Last year, its $350 injection-moulded Astro Boy-inspired “Big Red Boot,” worn by everyone from regular suburban junior high schoolers to NBA players such as Shai Gilgeous-Alexander and rapper Doja Cat, had more than 100,000 orders on the first day, according to Whaley. “There are other items that have sold pretty similar amounts, but just extended over a longer period through either different editions or colourways.”

A man with bleached blond hair sits next to a dark-haired woman on the front row of a basketball court. He wears cartoonishly large red boots
Musician Diplo (sitting with model Emily Ratajkowski and comedian Eric Andre) wears MSCHF’s Big Red Boots at a New York Knicks game last year © Michael Simon/Shutterstock

While MSCHF declined to disclose specific revenue figures, its irreverence has attracted investors and blue-chip art galleries.
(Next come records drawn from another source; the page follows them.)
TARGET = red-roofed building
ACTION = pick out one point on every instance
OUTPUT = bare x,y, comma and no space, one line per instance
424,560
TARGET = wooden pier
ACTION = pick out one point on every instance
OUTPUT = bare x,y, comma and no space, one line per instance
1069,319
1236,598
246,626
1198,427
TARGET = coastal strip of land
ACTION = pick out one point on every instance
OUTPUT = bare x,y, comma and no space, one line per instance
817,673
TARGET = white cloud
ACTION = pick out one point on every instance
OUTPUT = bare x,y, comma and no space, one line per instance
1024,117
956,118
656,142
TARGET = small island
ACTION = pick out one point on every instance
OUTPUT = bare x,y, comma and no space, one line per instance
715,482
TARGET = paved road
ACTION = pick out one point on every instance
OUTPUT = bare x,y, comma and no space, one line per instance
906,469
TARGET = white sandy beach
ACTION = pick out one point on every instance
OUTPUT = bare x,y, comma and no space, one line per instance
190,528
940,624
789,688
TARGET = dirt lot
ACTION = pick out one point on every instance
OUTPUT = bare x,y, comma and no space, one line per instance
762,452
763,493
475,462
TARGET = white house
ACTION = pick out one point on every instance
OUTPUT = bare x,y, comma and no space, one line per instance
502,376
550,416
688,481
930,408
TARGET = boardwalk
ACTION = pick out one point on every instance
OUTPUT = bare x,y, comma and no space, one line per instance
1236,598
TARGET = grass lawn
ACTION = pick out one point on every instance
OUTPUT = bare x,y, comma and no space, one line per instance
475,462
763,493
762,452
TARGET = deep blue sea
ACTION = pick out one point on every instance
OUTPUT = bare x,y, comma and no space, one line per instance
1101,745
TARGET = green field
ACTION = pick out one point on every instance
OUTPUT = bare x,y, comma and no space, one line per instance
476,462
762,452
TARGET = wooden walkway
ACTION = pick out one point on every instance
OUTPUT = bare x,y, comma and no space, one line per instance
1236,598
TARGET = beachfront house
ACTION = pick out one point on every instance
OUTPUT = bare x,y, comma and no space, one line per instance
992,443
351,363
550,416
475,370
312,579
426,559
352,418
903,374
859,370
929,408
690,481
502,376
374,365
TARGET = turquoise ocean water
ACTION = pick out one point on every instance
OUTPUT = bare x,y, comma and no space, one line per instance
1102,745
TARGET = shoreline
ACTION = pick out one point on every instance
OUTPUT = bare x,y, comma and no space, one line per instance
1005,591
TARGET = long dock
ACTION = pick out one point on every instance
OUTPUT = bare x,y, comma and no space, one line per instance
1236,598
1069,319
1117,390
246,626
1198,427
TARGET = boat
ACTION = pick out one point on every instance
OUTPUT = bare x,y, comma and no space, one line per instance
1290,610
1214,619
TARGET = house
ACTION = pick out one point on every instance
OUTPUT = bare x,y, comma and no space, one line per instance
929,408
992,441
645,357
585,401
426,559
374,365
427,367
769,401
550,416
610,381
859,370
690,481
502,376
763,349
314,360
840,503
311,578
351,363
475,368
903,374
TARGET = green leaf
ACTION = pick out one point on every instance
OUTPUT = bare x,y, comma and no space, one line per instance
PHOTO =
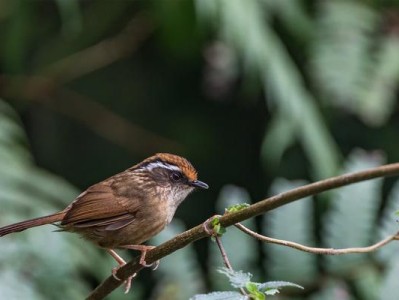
254,293
230,195
277,285
237,207
220,296
238,279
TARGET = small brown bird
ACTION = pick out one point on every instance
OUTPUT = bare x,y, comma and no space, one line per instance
128,208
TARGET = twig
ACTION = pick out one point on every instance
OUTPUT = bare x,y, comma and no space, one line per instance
316,250
226,259
258,208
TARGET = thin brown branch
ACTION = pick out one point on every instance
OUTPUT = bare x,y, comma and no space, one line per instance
225,258
258,208
317,250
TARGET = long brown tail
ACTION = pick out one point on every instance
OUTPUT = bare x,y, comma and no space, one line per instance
20,226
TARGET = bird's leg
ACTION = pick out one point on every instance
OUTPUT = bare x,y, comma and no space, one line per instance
121,262
143,249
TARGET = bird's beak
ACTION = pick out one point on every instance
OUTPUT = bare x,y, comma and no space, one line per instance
199,184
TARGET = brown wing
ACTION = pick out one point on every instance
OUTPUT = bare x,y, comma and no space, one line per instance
99,206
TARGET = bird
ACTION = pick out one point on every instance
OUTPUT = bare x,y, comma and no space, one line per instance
126,209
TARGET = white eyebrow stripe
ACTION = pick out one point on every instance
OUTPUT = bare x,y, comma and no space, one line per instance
160,164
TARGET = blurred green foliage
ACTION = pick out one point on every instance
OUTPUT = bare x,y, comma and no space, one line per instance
249,91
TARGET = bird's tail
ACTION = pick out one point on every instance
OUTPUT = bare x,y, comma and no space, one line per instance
20,226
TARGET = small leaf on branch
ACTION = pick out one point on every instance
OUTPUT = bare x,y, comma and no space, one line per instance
238,279
217,228
236,207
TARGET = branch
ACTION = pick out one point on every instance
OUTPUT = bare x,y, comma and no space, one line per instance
316,250
258,208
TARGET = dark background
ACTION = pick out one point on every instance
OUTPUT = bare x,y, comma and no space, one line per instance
248,91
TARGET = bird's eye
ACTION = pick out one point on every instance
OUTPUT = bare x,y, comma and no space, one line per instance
176,176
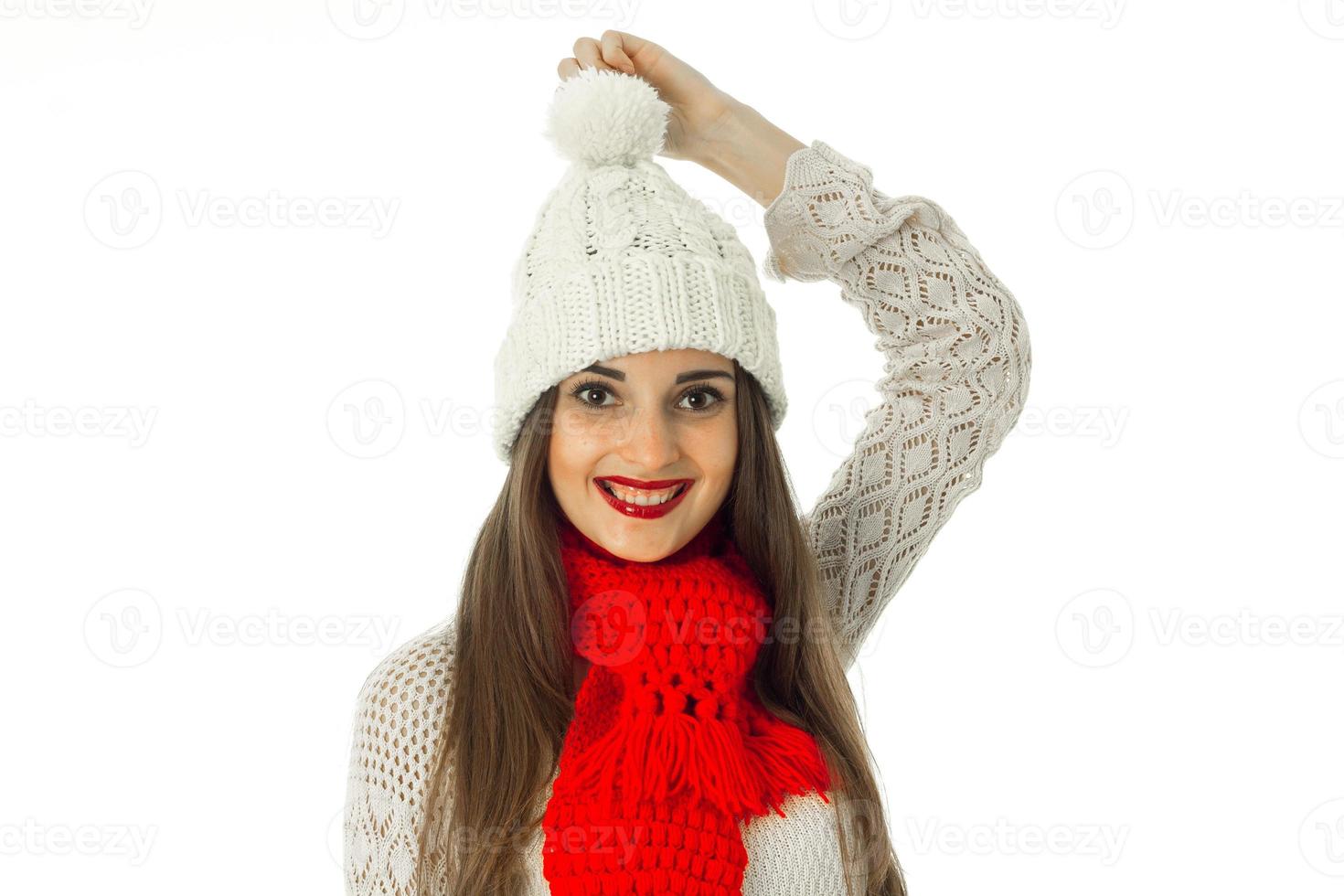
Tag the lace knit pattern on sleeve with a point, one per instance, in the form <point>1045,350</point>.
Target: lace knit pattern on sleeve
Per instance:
<point>397,726</point>
<point>955,372</point>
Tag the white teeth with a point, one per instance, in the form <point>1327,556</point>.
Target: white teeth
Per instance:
<point>643,498</point>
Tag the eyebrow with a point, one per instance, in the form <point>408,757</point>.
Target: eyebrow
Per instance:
<point>682,378</point>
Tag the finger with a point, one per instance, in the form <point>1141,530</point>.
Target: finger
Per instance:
<point>589,54</point>
<point>631,45</point>
<point>613,53</point>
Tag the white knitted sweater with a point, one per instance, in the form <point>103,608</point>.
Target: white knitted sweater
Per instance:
<point>958,363</point>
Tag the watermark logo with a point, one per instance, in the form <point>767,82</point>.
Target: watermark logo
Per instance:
<point>1095,209</point>
<point>852,19</point>
<point>1324,16</point>
<point>33,420</point>
<point>1101,422</point>
<point>133,12</point>
<point>1321,838</point>
<point>123,209</point>
<point>1105,12</point>
<point>125,627</point>
<point>368,420</point>
<point>1095,627</point>
<point>611,627</point>
<point>1321,420</point>
<point>366,19</point>
<point>34,838</point>
<point>374,19</point>
<point>840,414</point>
<point>1103,842</point>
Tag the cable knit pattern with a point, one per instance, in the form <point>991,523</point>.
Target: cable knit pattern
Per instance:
<point>957,369</point>
<point>957,364</point>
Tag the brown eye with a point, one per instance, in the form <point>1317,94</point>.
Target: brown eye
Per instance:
<point>585,391</point>
<point>705,398</point>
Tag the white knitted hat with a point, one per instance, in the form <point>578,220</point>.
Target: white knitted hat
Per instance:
<point>623,261</point>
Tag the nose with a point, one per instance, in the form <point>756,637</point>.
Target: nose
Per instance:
<point>649,443</point>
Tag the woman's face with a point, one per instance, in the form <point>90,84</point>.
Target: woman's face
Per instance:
<point>645,420</point>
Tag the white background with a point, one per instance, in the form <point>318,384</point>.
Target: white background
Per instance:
<point>1126,643</point>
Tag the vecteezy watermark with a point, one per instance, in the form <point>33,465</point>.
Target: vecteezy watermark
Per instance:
<point>1321,838</point>
<point>112,421</point>
<point>841,412</point>
<point>1095,627</point>
<point>133,12</point>
<point>125,629</point>
<point>1095,209</point>
<point>125,209</point>
<point>374,19</point>
<point>1174,624</point>
<point>1001,837</point>
<point>1098,627</point>
<point>1106,12</point>
<point>368,418</point>
<point>1321,420</point>
<point>1324,16</point>
<point>31,837</point>
<point>1100,422</point>
<point>852,19</point>
<point>1246,209</point>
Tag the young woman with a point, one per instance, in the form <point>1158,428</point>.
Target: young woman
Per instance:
<point>643,689</point>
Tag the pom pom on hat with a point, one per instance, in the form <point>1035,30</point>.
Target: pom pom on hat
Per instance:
<point>606,117</point>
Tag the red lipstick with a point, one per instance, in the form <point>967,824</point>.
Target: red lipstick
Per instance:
<point>643,511</point>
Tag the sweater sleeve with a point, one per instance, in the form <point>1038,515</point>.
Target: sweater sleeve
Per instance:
<point>955,372</point>
<point>397,723</point>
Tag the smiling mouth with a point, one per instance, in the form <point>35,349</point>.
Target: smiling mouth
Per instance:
<point>643,497</point>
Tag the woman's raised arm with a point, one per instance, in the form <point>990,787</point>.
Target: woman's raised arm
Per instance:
<point>957,369</point>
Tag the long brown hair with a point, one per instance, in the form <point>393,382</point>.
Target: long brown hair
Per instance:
<point>514,693</point>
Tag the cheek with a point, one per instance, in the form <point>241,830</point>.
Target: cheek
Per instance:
<point>715,449</point>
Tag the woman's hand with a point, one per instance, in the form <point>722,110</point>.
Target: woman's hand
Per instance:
<point>700,112</point>
<point>706,125</point>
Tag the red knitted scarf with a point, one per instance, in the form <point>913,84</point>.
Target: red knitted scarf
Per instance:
<point>669,744</point>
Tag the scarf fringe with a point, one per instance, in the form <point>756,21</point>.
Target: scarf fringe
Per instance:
<point>677,752</point>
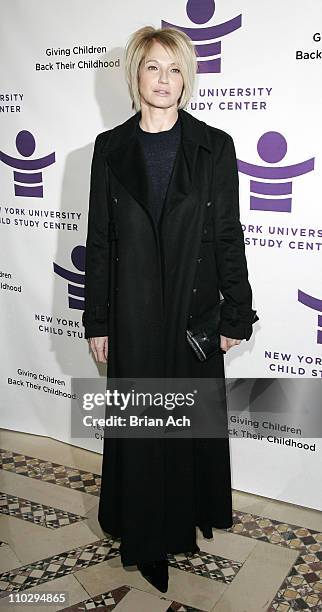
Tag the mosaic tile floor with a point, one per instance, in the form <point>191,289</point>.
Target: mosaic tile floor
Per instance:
<point>40,514</point>
<point>300,587</point>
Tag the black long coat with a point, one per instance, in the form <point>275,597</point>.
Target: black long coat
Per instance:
<point>155,491</point>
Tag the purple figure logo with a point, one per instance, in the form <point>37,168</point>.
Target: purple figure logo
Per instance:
<point>199,12</point>
<point>26,182</point>
<point>76,280</point>
<point>314,304</point>
<point>272,148</point>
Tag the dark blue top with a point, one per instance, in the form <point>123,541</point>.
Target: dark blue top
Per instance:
<point>160,149</point>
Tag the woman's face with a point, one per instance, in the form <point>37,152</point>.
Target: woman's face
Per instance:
<point>160,78</point>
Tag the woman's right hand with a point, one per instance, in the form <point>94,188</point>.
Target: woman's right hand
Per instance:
<point>99,347</point>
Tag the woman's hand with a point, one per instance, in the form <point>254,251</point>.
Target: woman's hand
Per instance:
<point>227,343</point>
<point>99,347</point>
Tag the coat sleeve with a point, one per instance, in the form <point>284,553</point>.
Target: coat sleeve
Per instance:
<point>95,315</point>
<point>229,245</point>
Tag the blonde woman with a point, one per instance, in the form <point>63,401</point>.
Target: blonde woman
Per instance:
<point>177,241</point>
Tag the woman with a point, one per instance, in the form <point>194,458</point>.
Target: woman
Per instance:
<point>164,193</point>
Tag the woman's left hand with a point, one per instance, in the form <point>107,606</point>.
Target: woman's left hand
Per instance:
<point>227,343</point>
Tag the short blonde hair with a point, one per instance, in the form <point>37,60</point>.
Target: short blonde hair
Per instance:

Between 2019 and 2020, it raised more than $11.5mn across three funding rounds from investors and family offices. Even though it engages in marketing collaborations, such as its 2022 tie-up with Rihanna’s Fenty Beauty, MSCHF predominantly makes money from selling its own products and art, according to Whaley. Since 2019, revenues have been growing 100 per cent annually. 

The founding members of MSCHF met in the 2010s, during the golden age of internet creativity in New York, when venture capital was abundant for ecommerce start-ups and digital-native creatives such as artist Ryder Ripps, marketing agency K-Hole (famous for coining the term “normcore”) and DIS.

The latter two were creative heroes for Wiesner and Bentel, who were part of New INC, the incubator led by New York’s New Museum for forward-thinking and artistic internet projects. They met Whaley, a former BuzzFeed employee and West Point military academy dropout, through mutual friends and struck an immediate kinship. “We were going to be adversaries or we’re going to be very complementary,” says Whaley.

In 2014, Whaley began releasing work under the name “Miscellaneous MSCHF”. Soon, he started working on projects with Stephen Tetreault, now the company’s chief operating officer, and Ramdane Sennoun, now its chief technology officer. But in 2019, Whaley, Tetreault, Wiesner, Bentel and Sennoun cemented their partnerships as founding members and set a target of raising $3mn in seed funding (they succeeded).

MSCHF is now preparing for an art exhibition in New York this September, following well-attended shows at Daelim Museum in Seoul in 2023 and at Los Angeles’ Perrotin gallery earlier this summer. In LA, 4,000 people attended the opening, braving a two-hour wait to enter the gallery. 

“It’s not easy to touch that many people like that,” says Emmanuel Perrotin, owner of Perrotin, which represents MSCHF as well as artists such as Takashi Murakami, Daniel Arsham and Maurizio Cattelan, who have also worked with fashion labels. Perrotin describes MSCHF as a Cattelan for the digital generation. “They are creative on products, but also creative on the communication about the products too,” he says.

Man and woman wearing black outfits and white training shoes
The MSCHF-Acronym sneaker collaboration
Collage picture of man checking face of woman holding handbag with other handbags on a table
The collective’s ‘Global Supply Chain Telephone’ handbag

“It’s the brand model for the future,” agrees Azelle Rose Harris, founder of marketing consultancy Maia Agency. “It avoids all of this unnecessary — and soon-to-be automated — marketing tactic that’s part of a complicated path to convince someone to buy in, instead of creating something so interesting that they want to be a part of it.”

The more recognition the company receives, the greater the temptation for it to be pulled in and follow the existing playbooks. “That’s just the most natural gravitation of it all,” says Whaley. “But we’ve just been reminding ourselves that MSCHF is this Trojan horse that quickly infiltrates a space, turns it upside down and then leaves.”

True to its rule-breaking ethos, no one knows what it will do next.